The Hidden Cost of George Bush’s War

Josh White notes:

The economic costs to the United States of the wars in Iraq and Afghanistan so far total approximately $1.5 trillion, according to a new study by congressional Democrats that estimates the conflicts’ “hidden costs”– including higher oil prices, the expense of treating wounded veterans and interest payments on the money borrowed to pay for the wars. That amount is nearly double the $804 billion the White House has spent or requested to wage these wars through 2008, according to the Democratic staff of Congress’s Joint Economic Committee. Its report, titled “The Hidden Costs of the Iraq War,” estimates that the wars in Iraq and Afghanistan have thus far cost the average U.S. family of four more than $20,000. “The full economic costs of the war to the American taxpayers and the overall U.S. economy go well beyond even the immense federal budget costs already reported,” said the 21-page draft report, obtained yesterday by The Washington Post. The report argues that war funding is diverting billions of dollars away from “productive investment” by American businesses in the United States.
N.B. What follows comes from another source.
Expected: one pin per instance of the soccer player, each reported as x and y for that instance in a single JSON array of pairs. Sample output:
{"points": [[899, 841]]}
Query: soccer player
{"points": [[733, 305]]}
It also says that the conflicts are pulling reservists and National Guardsmen away from their jobs, resulting in economic disruptions for U.S. employers that the report estimates at $1 billion to $2 billion.

George Bush likes to tell you that he has cut your taxes. But Kevin Drum reminds us:

Milton Friedman said that borrowing and taxing were the same thing.

Government debt is really deferred taxation. So George Bush’s tax “cut” was nothing more than a shifting of the tax burden onto the future.

Update: RUDY has a plan to reduce the Federal deficit without a tax increase:

To cut government spending, Giuliani promised to replace only half of the federal workers expected to retire over the next eight to 10 years. He promised to retain the tax cuts put in place by the Bush administration. Those two actions, he said, would require that average Americans take more responsibility for their lives.

Josh Marshall thinks about the real world consequences of RUDY’s proposal:

Now, I’ve never been much of a math wiz. But half of 60% is I think 30%. So Rudy seems to be saying he’ll cut the federal workforce by about 1/3, which sounds like it would likely have some pretty serious consequences. Meanwhile, another recent study says that over the next two years alone the federal government plans to hire 193,000 new workers for “mission-critical” jobs. And about 1/3 of those are in “security, protection, compliance and enforcement.” The study also notes that most of those new hires are for the Department of Homeland Security for stuff like customs enforcement, border security and immigration enforcement. Presumably he’s willing to gut those enforcement responsibilities.

Hmm. So RUDY will reduce the Federal government’s commitment to homeland security. I guess we are responsible for our own security since his Administration doesn’t want to pay for it. Or maybe RUDY didn’t think through what he said – again. Seriously, this fellow would eclipse George W. Bush as the worst President in my life time.